Incentives for population health management and efficient value-driven care are increasing with the proliferation of global payments, bundled payments, and accountable care organizations. In this environment, REL data collection could help organizations geo-map or “hot-spot” geographic areas with a high density of morbidity, and could facilitate addressing social determinants of health in conjunction with community-based organizations, public health organizations, and local governments. REL data can help identify areas for investment and resource allocation. For example, if cervical cancer screening rates were low in a community with many Vietnamese-speaking patients, REL data could help target patients needing language services and culturally tailored patient education materials and support.

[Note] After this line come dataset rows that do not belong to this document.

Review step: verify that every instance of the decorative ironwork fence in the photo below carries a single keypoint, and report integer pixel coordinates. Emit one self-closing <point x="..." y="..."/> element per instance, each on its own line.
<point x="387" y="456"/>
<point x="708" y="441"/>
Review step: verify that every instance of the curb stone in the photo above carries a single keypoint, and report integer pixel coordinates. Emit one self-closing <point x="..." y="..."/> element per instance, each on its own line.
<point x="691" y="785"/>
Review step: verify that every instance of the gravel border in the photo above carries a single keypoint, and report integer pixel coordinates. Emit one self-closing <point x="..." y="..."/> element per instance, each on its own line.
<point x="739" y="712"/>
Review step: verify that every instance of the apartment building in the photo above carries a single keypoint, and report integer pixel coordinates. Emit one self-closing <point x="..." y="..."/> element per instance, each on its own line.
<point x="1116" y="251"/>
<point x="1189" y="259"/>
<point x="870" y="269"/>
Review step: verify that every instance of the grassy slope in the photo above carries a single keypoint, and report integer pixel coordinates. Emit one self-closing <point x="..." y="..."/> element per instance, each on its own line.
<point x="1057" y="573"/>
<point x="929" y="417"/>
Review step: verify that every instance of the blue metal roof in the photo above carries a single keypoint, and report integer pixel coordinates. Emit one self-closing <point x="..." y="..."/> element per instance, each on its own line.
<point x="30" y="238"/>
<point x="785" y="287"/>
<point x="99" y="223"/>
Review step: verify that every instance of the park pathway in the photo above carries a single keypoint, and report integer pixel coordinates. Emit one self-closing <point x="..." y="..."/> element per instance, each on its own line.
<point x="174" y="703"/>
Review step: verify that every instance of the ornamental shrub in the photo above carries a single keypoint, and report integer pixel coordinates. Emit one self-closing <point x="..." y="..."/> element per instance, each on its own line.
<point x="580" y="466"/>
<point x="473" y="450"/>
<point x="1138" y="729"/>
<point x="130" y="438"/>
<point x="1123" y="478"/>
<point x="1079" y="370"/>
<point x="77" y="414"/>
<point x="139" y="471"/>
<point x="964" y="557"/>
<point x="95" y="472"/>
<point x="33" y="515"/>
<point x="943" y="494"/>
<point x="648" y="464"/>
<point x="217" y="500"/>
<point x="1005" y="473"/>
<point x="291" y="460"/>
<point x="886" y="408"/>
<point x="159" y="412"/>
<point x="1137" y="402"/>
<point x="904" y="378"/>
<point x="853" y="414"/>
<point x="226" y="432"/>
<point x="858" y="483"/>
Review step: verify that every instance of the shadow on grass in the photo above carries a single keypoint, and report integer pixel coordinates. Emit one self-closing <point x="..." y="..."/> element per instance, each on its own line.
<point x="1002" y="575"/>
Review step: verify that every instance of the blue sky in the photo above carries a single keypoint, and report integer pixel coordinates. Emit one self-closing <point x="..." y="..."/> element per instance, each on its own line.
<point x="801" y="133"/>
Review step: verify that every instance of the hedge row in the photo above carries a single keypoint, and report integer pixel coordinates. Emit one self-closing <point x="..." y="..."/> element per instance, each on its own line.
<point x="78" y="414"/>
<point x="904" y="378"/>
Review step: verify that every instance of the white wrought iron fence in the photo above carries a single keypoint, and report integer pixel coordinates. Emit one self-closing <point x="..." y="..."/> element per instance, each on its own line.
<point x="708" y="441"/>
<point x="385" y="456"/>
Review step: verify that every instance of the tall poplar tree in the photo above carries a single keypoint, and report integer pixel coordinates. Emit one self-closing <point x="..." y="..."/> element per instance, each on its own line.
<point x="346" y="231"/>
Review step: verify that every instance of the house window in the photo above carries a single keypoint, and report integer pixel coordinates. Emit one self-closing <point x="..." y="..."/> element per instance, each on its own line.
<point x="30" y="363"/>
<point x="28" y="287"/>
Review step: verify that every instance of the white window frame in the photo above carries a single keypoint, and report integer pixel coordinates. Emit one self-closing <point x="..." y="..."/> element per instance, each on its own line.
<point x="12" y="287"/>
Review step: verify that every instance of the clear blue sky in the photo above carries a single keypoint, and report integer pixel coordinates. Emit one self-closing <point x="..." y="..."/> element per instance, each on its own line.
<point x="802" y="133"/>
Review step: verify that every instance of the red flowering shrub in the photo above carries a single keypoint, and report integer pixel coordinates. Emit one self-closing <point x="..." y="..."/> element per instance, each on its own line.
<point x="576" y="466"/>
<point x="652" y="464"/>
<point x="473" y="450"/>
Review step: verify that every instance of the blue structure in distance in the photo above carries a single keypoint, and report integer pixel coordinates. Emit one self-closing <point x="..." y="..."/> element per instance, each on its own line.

In an era of Big Data, personalized medicine, and value-driven care, REL and other sociodemographic data could be useful for predictive analytics to identify high-risk patients who might benefit from more intensive care and monitoring.10 While precautions must be taken to prevent misuse of such techniques, it is likely that predictive analytics will be employed with more sophistication over time, as their use in other industries for marketing and social networking have far outpaced that in health care.

We need to move REL data collection into the twenty-first century. We have to catch up in implementing proven methods for the accurate collection of REL data, and go beyond.4 We must view REL data collection as one step in a comprehensive roadmap for reducing disparities,1 and a building block for evolving analytical tools to improve health outcomes.10 Today’s opportunities for reducing health disparities are great. We must seize the moment, and tailor our solutions for different populations to achieve health equity.